13th January 2017, Volume 130 Number 1448

Elza Cloete, Tom Gentles, Jane Alsweiler, Lesley Dixon, Dianne Webster, Deborah Rowe, Frank Bloomfield

Pulse oximetry has been utilised internationally as a screening tool for the detection of congenital heart defects in newborn infants for more than a decade.1–4 In recent years this practice has been introduced in various jurisdictions as it became evident that the number of late-diagnosed infants can be reduced significantly when pulse oximetry is used in conjunction with other screening strategies, namely antenatal ultrasound and newborn physical examination.5–8 In New Zealand, there currently is no national approach to newborn pulse oximetry screening for critical congenital heart disease (CHD). However, some district health boards have begun screening led at hospital level. Given the existing regional and demographic variation in maternity care,9,10 hospital-led approaches to screening are unlikely to improve health outcomes in an equitable way.

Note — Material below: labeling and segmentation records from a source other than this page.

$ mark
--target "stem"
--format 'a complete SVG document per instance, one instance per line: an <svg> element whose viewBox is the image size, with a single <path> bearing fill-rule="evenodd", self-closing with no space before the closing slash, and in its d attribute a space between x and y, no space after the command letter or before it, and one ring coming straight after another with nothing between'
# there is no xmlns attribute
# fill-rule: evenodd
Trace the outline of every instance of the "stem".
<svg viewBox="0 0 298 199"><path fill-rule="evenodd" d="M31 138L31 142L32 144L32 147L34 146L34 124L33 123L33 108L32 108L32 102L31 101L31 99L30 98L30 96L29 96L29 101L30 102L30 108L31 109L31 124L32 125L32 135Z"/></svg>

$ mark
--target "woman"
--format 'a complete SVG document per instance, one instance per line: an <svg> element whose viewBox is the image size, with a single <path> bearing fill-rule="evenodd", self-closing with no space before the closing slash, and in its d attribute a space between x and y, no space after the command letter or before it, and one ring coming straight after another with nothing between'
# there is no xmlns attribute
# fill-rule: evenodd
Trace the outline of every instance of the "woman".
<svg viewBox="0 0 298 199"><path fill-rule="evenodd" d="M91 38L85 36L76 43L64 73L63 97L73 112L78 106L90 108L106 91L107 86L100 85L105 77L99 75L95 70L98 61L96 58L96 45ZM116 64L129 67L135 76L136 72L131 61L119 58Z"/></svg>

Congenital heart defects are the most common group of congenital malformations, with an incidence of between four and 10 per 1,000 live-born infants. Surgery and cardiac catheter interventions have resulted in marked improvements in survival, particularly for those infants with life-threatening conditions.11–13 Successful intervention is dependent on timely diagnosis; if such defects are not detected early, severe hypoxaemia, shock, acidosis and death are potential sequelae. Detecting infants with severe cardiac malformations before or immediately after birth is therefore of the utmost importance.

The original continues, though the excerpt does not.